We have been cleared to return to work, but my employee is refusing to come back to the worksite. What can I do?

The first step is to learn why the employee is refusing to return to the worksite.  If the reason is related to a disability or for religious reasons, you will need to engage in a good faith interactive process with the employee to see if a reasonable accommodation is possible and would not be an undue burden on the business.  Remote work can be such an accommodation.

An employee who is just generally fearful of returning to the workplace does not have to be accommodated; however, this is an opportunity to communicate with your workforce and reassure them that you are committed to providing as safe a workplace as possible.  Show your workers that you have complied with all applicable guidelines and protocols, including a written COVID-19 Prevention and Response Plan, cleaning, masking and social distancing protocols, and the availability of paid leave for employees who may be ill or who are getting tested or being vaccinated. 

If the employee still refuses to return to work, employers can enforce their “reasonable disciplinary policies and practices” against employees who refuse to return to work and who aren’t entitled to accommodation.  This means that an employer can terminate the employment of an employee who refuses to return to work.  We recommend that you consult with legal counsel before taking any adverse employment action in this area, to analyze the legal risk, such as the employee arguing that s/he was terminated for engaging in protected activity.

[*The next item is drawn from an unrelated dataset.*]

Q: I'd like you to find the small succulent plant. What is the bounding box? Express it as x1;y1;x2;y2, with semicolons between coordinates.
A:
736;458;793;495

Can I require my employees to receive the COVID-19 vaccination or provide a negative COVID-19 test before they can return to work?

The short answer is yes, as long as you pay for it and the employees’ time getting it, and you do not discriminate.  The California Department of Fair Employment and Housing (DFEH) oversees this area of California employment law, and the DFEH recently clarified that employers may mandate vaccines approved by the U.S. Food and Drug Administration. Employers may request proof of vaccination but must take steps to protect employee privacy. There are wage and hour implications with a mandatory vaccination policy, so be sure to work with your employment counsel before implementing such a policy.